What’s in Dragonlance: Warriors of Krynn
Warriors of Krynn includes 12 board game scenarios across three difficulty levels. Scenarios divide your team between completing objectives and influencing mass battles, and both of these take place on a variety of unique battle and adventure tiles that can be combined in various ways. Your playable heroes are represented by DnD miniatures, while wooden tokens and plastic markers stand in for various DnD monsters, as well as ally and enemy units.
In-game actions are largely dictated by cards and dice rolls. Each of the DnD classes gets ability cards and class cards that explain what they can do with their turns, event cards throw new challenges into the mix every round, and unit activity is decided by various unit decks. There are also several commanders leading the scenario’s battles (some of which you might recognise from Shadow of the Dragon Queen) with their own unique abilities to influence the board.
Is Dragonlance: Warriors of Krynn good or bad?
Visually, these components come together to create a game that’s lovely to look at. However, they all add up to nearly 600 tokens, cards, and tiles. Many of the scenarios took well over 25 minutes just to set up. In my recent Gloomhaven review, I criticised the behemoth board game for its long and fiddly setup times – and I’ve managed to start Gloomhaven up in less time than a typical game of Dragonlance: Warriors of Krynn.

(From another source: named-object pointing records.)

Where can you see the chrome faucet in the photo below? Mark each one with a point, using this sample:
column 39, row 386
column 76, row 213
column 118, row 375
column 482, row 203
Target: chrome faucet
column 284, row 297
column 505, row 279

Gloomhaven gets away with its impractical setup because it’s one of the best board games out there; the same can’t be said for Warriors of Krynn.
At its core, the game does a lot of things well. The main mechanic, one which sees you playing a supportive role to give allied armies an edge in their next battle while also exploring the map to complete objectives, is engaging enough. Some later scenarios add creative and dynamic spins to the gameplay loop which are intriguing and impressive.

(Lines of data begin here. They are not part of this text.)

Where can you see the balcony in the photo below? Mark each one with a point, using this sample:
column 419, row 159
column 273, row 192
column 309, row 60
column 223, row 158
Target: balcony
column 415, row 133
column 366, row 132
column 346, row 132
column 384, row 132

The problems are in the details. Warriors of Krynn relies on a complex web of fiddly smaller rules to maintain its balance. If these weren’t in the game (or were forgotten by the players while still getting to grips with the game, as happened to me on occasion), scenarios would become overwhelmingly easy.

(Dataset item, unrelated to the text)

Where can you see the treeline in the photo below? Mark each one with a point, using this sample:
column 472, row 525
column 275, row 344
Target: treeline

The campaign isn’t overly difficult as it is; it feels like narrative was prioritised over challenge up until the game’s later scenarios. This design choice makes sense for a tie-in TTRPG product, of course, but it seems to conflict with the part of Warriors of Krynn that still wants to be a strategic war game.
Despite the amount of small-yet-important rules in Warriors of Krynn, the board game left me regularly wishing for more clarity. A lot of key terms – what a crewed War Machine is, or exactly what ‘your hand’ means, for example – are left to assumption and player judgement.
Action economy in Warriors of Krynn also feels inefficient. Players are all working towards the same objectives, some of which mean one player gets to hit the switch and complete the quest while the rest wander the map, farming equipment and trying to find ways to use the four actions per turn they’re given.
Additionally, Warriors of Krynn doesn’t really give fans of campaign or legacy board games enough to look forward to. It relies on its accompanying RPG book to tell the real story of Dragonlance, offering disconnected intros and scraps of isolated lore instead. There’s no compelling plot tieing events together.
The legacy elements are similarly underwhelming. The two increased difficulty levels give you new packs of cards to open, and these include new class cards with extra abilities, new commanders, and additional cards for the unit battle decks. The additional class abilities held some interest, but the legacy experience felt tacked on and lacked the wow factor other games in the genre build into their boxes.